Alors, aux grands maux les grands remèdes ! Nous
allons utiliser la bouteille d'air comprimé en réserve à Ouallen. Il nous
faut bientôt déchanter : un grain de sable vicieux a dû se glisser dans un
pas de vis au cours du dernier usage : la bouteille est aussi peu gonflée
que ma roue.
Qu'importe ! Il nous faut au moins rentrer à Reggane et l'air comprimé qui
nous trahit sera remplacé par l'hydrogène destiné aux ballons-sondes de la
météo !
Le premier raccord éclate, faute d'un détendeur adapté. Le second tient
bon et ma roue arrière, ainsi que la roue de secours, retrouve une
pression normale.
Il est dix-huit heures quand nous quittons Ouallen après avoir alerté
Reggane par radio, car il fait très chaud et je préfère attendre le déclin
du soleil pour le confort du malade.
Le voyage de retour se fait, sans incident cette fois (j'ai bien cru un
instant avoir perdu la route dans la nuit) et nous arrivons à Reggane
avant minuit. Après un examen du malade, nous mangeons, puis nous
couchons.
A cinq heures du matin : réveil, café, coup d'oeil rapide au malade qui
parait avoir bien récupéré et les cent cinquante kilomètres qui nous
séparent d'Adrar sont parcourus à une vitesse record. Je couche le malade
à l'hôpital d'Adrar et quelques heures plus tard, profitant d'un avion
régulier, je l'évacue sur Colomb-Béchar, à 400 kilomètres au nord, où le
chirurgien l'opère tranquillement d'une appendicite qui s'est "refroidie"

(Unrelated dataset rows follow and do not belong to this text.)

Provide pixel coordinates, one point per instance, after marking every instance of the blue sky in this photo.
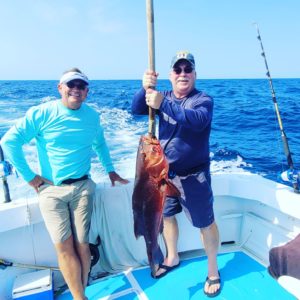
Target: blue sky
(108, 39)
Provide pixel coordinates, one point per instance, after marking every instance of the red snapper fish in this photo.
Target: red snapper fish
(151, 187)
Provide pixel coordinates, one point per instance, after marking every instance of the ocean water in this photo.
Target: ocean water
(245, 133)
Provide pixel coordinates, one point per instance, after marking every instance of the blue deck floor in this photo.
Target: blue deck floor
(242, 278)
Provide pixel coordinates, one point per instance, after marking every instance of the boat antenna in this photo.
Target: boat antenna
(5, 170)
(292, 174)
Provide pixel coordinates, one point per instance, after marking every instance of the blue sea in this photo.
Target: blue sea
(245, 133)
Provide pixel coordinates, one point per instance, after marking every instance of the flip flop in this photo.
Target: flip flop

toute seule, sans glace ni antibiotique.
En ce qui me concerne, j'ai repris mes occupations habituelles.
Mais quelques jours plus tard, j'ai éprouvé une crainte, une peur
rétrospective, quand j'ai vu un ouvrier qui, au garage de l'Annexe,
faisait, au chalumeau, quelques soudures pour consolider un châssis
quelque peu malmené par la tôle ondulée. J'ai soudain pensé à mes deux
roues gonflées à l'hydrogène... deux petites bombes potentielles ! J'ai
expliqué au mécanicien ce que nous avions dû faire. Il m'a regardé, un peu
ironique et effrayé à la fois. Il a enlevé mes deux roues, les a emmenées
loin d'Adrar, les a dégonflées, regonflées, regonflées plusieurs fois,
puis me les a rendues... gonflées d'air cette fois et munies en outre de
chambres à air neuves, ayant préféré brûler les anciennes, juste au cas
où...
J'ai revu le chef de poste d'Ouallen quelques mois plus tard, après une
bonne convalescence. Il regagnait son poste, ravi de cet entr'acte
imprévu. Il repartait à Ouallen en pleine forme et certain de ne plus me
déranger pour un appendice récalcitrant. Sa poignée de main m'a fait
oublier toutes les angoisses que j'avais vécues quelques mois plut tôt et
m'a semblé être ma plus belle récompense.
Des dépannages de fortune de ce calibre n'étaient pas rares au Sahara, où
l'important était surtout de ne pas rester sur la piste, mais de rentrer à
tout prix.
Le système D fonctionnait à merveille : un bouton de culotte en plastique
relié aux bougies par deux fils dénudés formait un éclateur parfait, qui
permettait de brûler l'huile moteur remontant dans le cylindre ovalisé par
le sable.
J'ai aussi vu rentrer à l'Annexe une Jeep dont l'essieu arrière, cassé sur
la piste, avait été remplacé par deux petits troncs d'arbre fixés au
châssis, seul le pont avant tirant la voiture, ainsi transformée en une
sorte de luge pour sable. Et les Sahariens pourraient donner
d'innombrables exemples similaires de débrouillardise.